So, for example, a refueling device based on a TZ 22 tanker, designed for refueling aircraft, is known, which contains a tractor, a semi-trailer tank with an integrated fuel pump installation, which includes a GAZ-51 A engine assembly with a gearbox and clutch as a drive (Special vehicles airports. Directory / G.N. Geletukha, V.E. Kanarchuk, V.I. Lychik and others, Edited by V.E. Kanarchuk. - M .: Transport, 1980. S.33-59).

The specified device is a fuel tank (tank) rigidly interconnected and integrated on the same tanker’s chassis with a dispenser integrated in the housing. However, the well-known tanker has low performance, in particular, the inability to simultaneously refuel more than one aircraft, high fire hazard, and the difficulty of controlling hose reels requiring significant physical effort from the operator.

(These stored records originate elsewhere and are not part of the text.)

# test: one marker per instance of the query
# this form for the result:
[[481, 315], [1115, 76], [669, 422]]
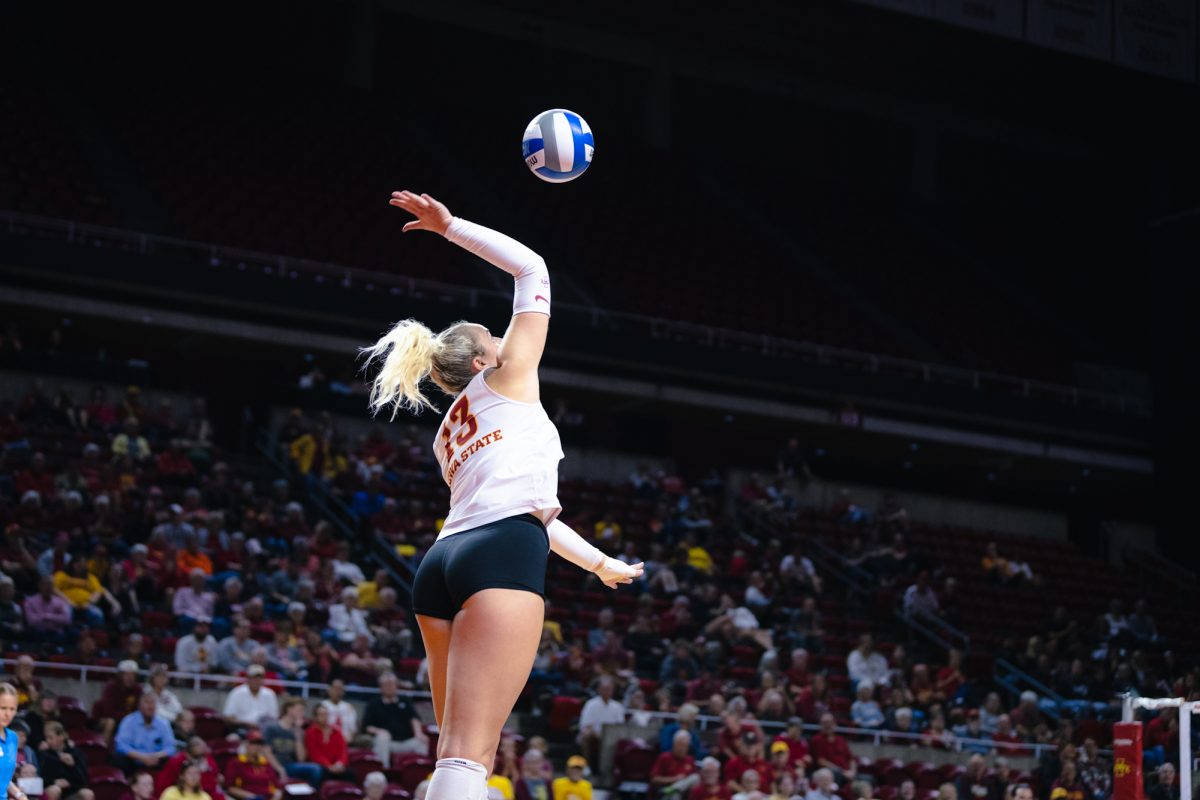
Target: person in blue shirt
[[9, 743], [144, 740]]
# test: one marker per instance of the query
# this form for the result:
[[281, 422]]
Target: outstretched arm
[[525, 341], [579, 552]]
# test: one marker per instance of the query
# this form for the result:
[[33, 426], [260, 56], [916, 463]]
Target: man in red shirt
[[833, 751], [798, 749], [749, 758], [250, 775], [711, 786], [672, 769]]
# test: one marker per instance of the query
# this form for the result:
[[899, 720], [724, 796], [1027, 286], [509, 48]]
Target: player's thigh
[[492, 645], [436, 633]]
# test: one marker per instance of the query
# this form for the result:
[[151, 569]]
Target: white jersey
[[498, 456]]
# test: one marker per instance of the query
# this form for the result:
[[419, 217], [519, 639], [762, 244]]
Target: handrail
[[288, 268], [876, 735], [1012, 674], [198, 679]]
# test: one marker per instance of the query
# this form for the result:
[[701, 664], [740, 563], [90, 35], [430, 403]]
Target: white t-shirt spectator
[[252, 709], [873, 668], [597, 713]]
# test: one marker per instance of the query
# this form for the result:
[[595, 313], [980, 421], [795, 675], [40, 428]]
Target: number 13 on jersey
[[461, 417]]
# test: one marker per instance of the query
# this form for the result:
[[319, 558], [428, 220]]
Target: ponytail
[[409, 348], [412, 353]]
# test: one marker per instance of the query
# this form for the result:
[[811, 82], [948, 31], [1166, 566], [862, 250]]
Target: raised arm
[[526, 337]]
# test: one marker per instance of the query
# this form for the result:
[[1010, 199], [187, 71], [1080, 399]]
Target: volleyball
[[557, 145]]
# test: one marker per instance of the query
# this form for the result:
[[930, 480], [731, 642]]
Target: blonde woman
[[479, 591]]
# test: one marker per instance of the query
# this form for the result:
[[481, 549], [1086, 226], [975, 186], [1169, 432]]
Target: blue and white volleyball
[[557, 145]]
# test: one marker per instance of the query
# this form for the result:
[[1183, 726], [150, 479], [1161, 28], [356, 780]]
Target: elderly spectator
[[600, 710], [346, 619], [711, 786], [865, 663], [675, 770], [287, 740], [143, 739], [251, 704], [393, 722], [119, 698], [196, 752], [197, 651], [685, 721], [342, 715], [864, 710], [168, 705], [235, 651], [976, 783], [193, 601], [832, 751], [534, 781], [823, 787]]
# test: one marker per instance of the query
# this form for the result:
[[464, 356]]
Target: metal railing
[[287, 268], [210, 680], [873, 735]]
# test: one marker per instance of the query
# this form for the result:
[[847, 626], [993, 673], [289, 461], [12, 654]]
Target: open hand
[[430, 214]]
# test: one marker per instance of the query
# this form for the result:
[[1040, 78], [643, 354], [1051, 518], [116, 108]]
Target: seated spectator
[[85, 594], [1002, 570], [327, 746], [832, 751], [919, 599], [600, 710], [119, 698], [197, 752], [251, 776], [235, 653], [711, 787], [168, 707], [750, 783], [346, 619], [673, 771], [393, 723], [1164, 787], [535, 779], [28, 686], [143, 739], [342, 715], [749, 758], [823, 787], [287, 741], [197, 651], [865, 663], [975, 783], [685, 721], [865, 713], [251, 704], [61, 767], [187, 785]]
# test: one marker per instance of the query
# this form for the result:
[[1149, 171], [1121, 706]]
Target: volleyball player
[[478, 593]]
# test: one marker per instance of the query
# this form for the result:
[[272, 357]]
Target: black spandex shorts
[[509, 553]]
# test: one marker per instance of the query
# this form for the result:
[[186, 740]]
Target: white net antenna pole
[[1129, 705]]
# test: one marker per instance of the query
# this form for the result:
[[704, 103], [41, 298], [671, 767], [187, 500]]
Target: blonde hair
[[412, 353]]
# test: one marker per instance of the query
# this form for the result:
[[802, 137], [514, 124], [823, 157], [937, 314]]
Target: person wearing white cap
[[197, 651], [251, 703]]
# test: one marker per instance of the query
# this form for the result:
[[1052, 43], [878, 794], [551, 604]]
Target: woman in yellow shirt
[[187, 787], [82, 589]]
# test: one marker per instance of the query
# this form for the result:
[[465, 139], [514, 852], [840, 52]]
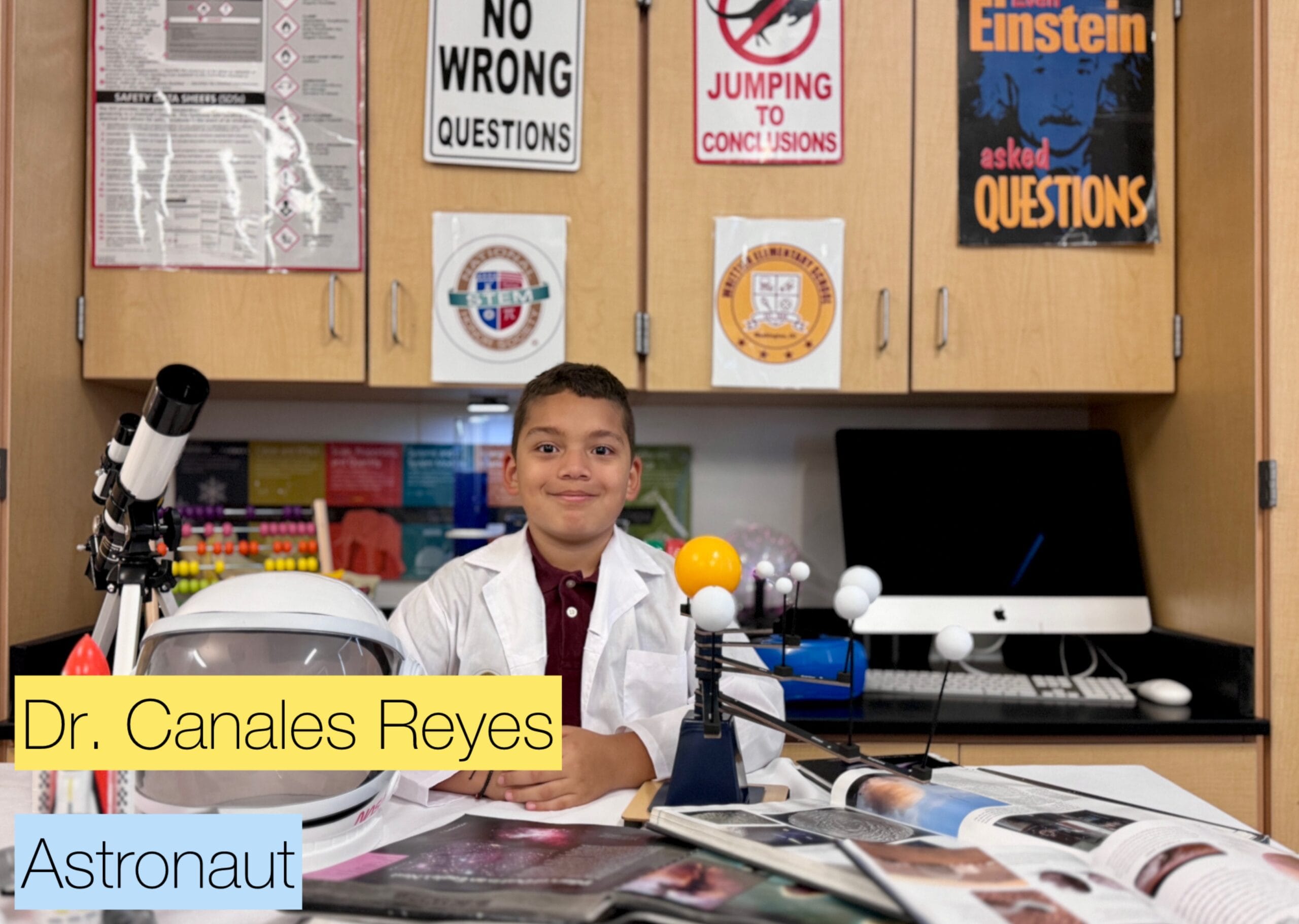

A known tanker containing a truck tractor with an engine, a semi-trailer tank and a pump unit with a drive (SU, auth. St. N 201127, 64 F 1/28, 1967).

A disadvantage of the known refueling machine is that in it the drive of the pumping unit is an internal combustion engine, which is a source of increased fire hazard when refueling aircraft. In addition, the power and control system of such an engine has a complex structure and takes up a lot of space.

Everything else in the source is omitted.